I have been experimenting with relationships between concepts, and have started trying out annotating the following semantic relationships:
This is aimed at capturing anatomical localisation, chronological change and adjectives describing a concept with more features. Works reasonably well, but Relations doesn’t seem to save. Bug report

Also, while one can see which concept is being annotated when one clicks on the concept, it gets very confusing when there is more than one named the same way, see below:

Feature request This would be alleviated with a colour scheme, but this would conflict with the main MedCat function (unless there is a toggle which turns on/off Relationship displays)

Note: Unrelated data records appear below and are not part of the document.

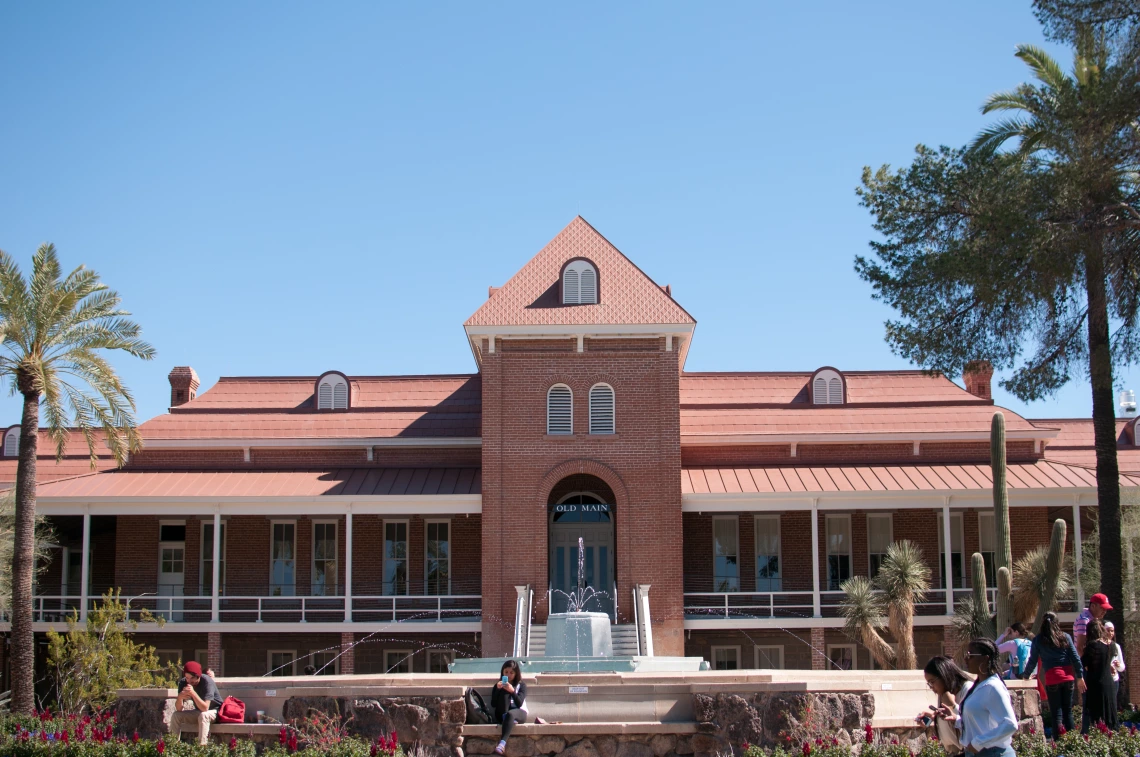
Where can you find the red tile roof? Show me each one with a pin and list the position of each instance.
(626, 294)
(882, 478)
(844, 420)
(1074, 445)
(343, 482)
(894, 387)
(281, 408)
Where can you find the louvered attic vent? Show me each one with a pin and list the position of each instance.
(601, 408)
(11, 442)
(332, 392)
(579, 284)
(559, 409)
(828, 388)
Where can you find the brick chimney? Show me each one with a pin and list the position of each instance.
(977, 376)
(184, 385)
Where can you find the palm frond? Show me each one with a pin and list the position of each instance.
(1044, 67)
(994, 136)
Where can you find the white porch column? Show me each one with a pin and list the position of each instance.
(815, 559)
(1076, 550)
(947, 562)
(216, 579)
(643, 610)
(84, 569)
(348, 566)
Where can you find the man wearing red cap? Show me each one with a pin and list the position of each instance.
(1098, 607)
(201, 690)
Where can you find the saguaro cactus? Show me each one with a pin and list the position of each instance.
(1003, 555)
(1052, 572)
(978, 582)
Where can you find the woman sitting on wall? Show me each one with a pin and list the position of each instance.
(509, 701)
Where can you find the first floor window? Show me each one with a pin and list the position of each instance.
(839, 551)
(398, 660)
(396, 558)
(324, 559)
(768, 658)
(205, 586)
(841, 657)
(878, 539)
(725, 658)
(955, 550)
(767, 554)
(283, 560)
(438, 558)
(987, 545)
(327, 662)
(282, 662)
(169, 657)
(438, 659)
(725, 552)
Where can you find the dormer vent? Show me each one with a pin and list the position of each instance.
(579, 283)
(333, 392)
(828, 388)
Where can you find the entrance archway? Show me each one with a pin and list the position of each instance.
(581, 507)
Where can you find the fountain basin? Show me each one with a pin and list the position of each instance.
(578, 634)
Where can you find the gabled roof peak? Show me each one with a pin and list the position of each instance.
(626, 294)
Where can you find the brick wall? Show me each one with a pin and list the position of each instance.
(641, 463)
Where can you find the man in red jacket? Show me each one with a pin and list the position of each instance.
(202, 692)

Looks like an interesting use case of the Relation annotation collection in MedCATtrainer.

A given relation if selected on the right hand side adds little ‘start’ / ‘end’ labels on the top right of the relation to help tell one set of relations from another, although this still isn’t as clear as it could be…

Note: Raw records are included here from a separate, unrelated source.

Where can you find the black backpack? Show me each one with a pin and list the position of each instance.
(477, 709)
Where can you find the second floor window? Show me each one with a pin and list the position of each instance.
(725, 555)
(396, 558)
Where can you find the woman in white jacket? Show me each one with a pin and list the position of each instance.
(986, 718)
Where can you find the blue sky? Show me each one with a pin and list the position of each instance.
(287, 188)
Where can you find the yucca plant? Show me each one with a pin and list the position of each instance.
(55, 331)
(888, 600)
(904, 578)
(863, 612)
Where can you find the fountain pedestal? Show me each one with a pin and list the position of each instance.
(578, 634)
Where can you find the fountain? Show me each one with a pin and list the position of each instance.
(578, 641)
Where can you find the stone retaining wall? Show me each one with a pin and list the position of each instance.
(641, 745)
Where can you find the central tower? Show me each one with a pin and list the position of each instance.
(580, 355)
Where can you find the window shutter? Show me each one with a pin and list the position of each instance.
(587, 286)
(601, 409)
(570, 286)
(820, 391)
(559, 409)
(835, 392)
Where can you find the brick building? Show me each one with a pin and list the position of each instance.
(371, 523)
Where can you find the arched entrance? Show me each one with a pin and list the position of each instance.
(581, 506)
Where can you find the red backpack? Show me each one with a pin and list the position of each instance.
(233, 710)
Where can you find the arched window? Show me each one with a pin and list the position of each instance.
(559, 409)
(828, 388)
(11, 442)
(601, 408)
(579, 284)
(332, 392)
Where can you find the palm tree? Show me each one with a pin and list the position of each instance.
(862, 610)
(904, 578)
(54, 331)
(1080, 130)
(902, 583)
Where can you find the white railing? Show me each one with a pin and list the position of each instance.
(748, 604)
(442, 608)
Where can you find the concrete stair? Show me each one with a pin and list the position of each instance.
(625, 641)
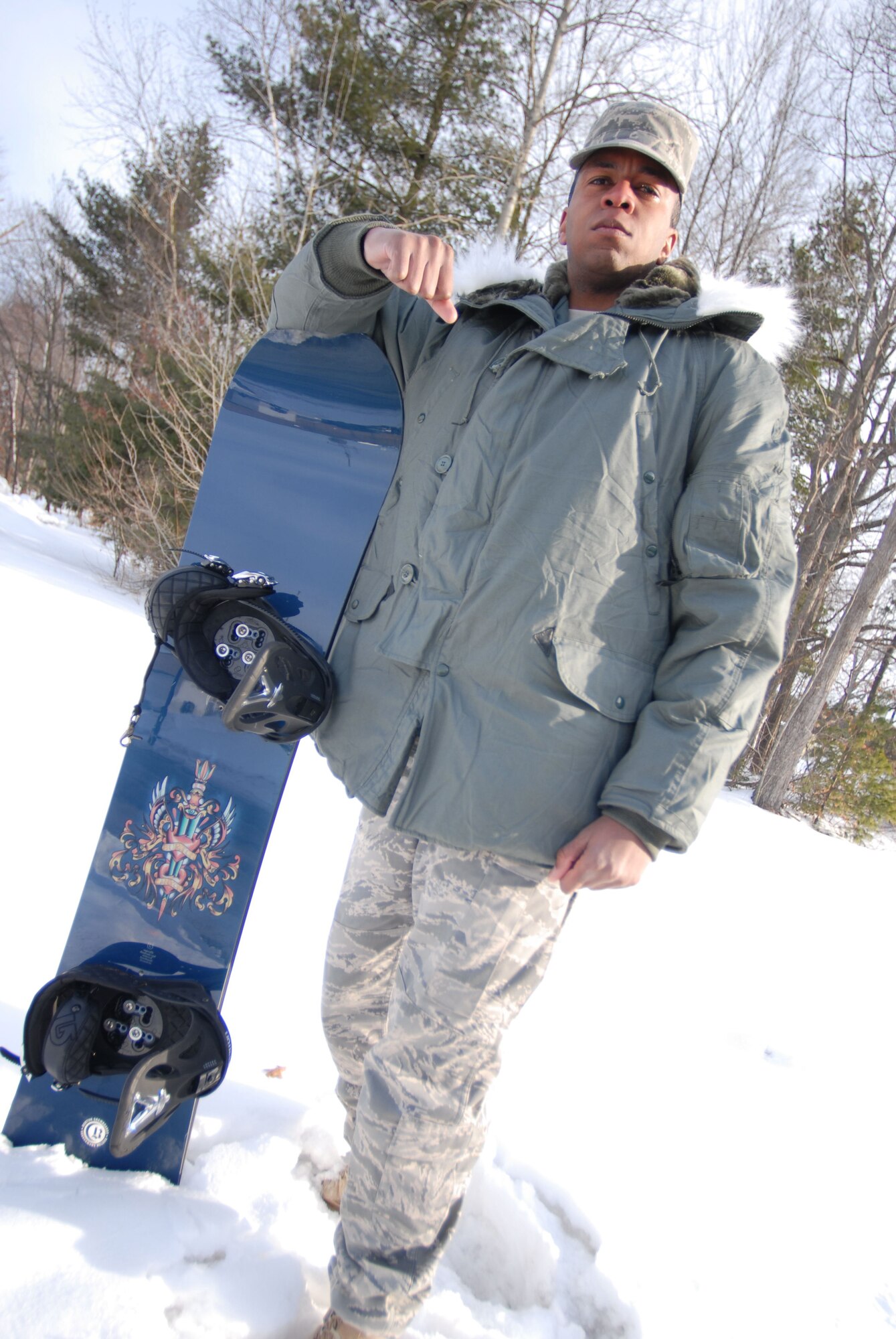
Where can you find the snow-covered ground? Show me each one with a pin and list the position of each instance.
(692, 1135)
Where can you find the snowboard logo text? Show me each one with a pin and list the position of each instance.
(179, 855)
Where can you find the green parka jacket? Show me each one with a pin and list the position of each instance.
(578, 586)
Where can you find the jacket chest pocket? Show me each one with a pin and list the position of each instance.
(613, 685)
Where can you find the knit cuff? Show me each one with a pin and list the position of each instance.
(339, 250)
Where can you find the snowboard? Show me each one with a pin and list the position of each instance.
(302, 456)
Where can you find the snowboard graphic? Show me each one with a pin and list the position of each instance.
(301, 460)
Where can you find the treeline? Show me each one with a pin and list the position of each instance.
(123, 310)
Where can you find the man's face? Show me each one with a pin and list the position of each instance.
(618, 222)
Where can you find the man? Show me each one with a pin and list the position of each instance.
(555, 649)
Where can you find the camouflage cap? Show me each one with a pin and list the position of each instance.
(649, 128)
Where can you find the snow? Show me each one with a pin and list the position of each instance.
(692, 1133)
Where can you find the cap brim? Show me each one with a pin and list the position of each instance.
(582, 157)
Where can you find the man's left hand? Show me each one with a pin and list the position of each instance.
(605, 855)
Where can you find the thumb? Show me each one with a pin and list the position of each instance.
(446, 309)
(566, 859)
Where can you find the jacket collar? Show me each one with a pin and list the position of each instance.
(670, 298)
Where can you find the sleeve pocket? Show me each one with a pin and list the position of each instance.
(614, 686)
(371, 588)
(716, 532)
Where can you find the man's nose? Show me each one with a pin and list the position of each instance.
(620, 196)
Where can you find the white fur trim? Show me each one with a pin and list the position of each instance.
(780, 331)
(490, 263)
(497, 263)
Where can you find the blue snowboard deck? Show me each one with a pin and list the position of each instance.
(301, 460)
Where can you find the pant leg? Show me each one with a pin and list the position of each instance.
(372, 919)
(483, 934)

Looks interesting… Other than relationships between two identified concepts. Is it possible to link a concept with a numerical or date value? e.g. fever, cough on the 01/04/2020. Where there are links between each symptom concept and the date?

One could imagine doing this through a relationship with this
ConceptB is a numeric value of ConceptA
ConceptB is a date value of ConceptA

But this means ConceptB needs to be created as a custom non-snomed concept of a number/date. These non-snomed concepts won’t work very well since they would have infinite synonyms.

In light of the demand for this functionality, I have been thinking some more.

SNOMED has the concept domain of a “qualifier”, concepts which act as attributes to existing concepts.
CUI 362981000

Perhaps instead of inventing a whole relational annotation system, one would only annotate the Qualifier and the main concept and then annotate the Relation as a “Snomed Qualifier”.
In this way, future RelCat annotations might even begin to resemble elements of post-coordinated Snomed expressions.

The “fly in the ointment” to this is that it may not work so well if the attributed concept isn’t a Qualifier but an anatomical term or something else.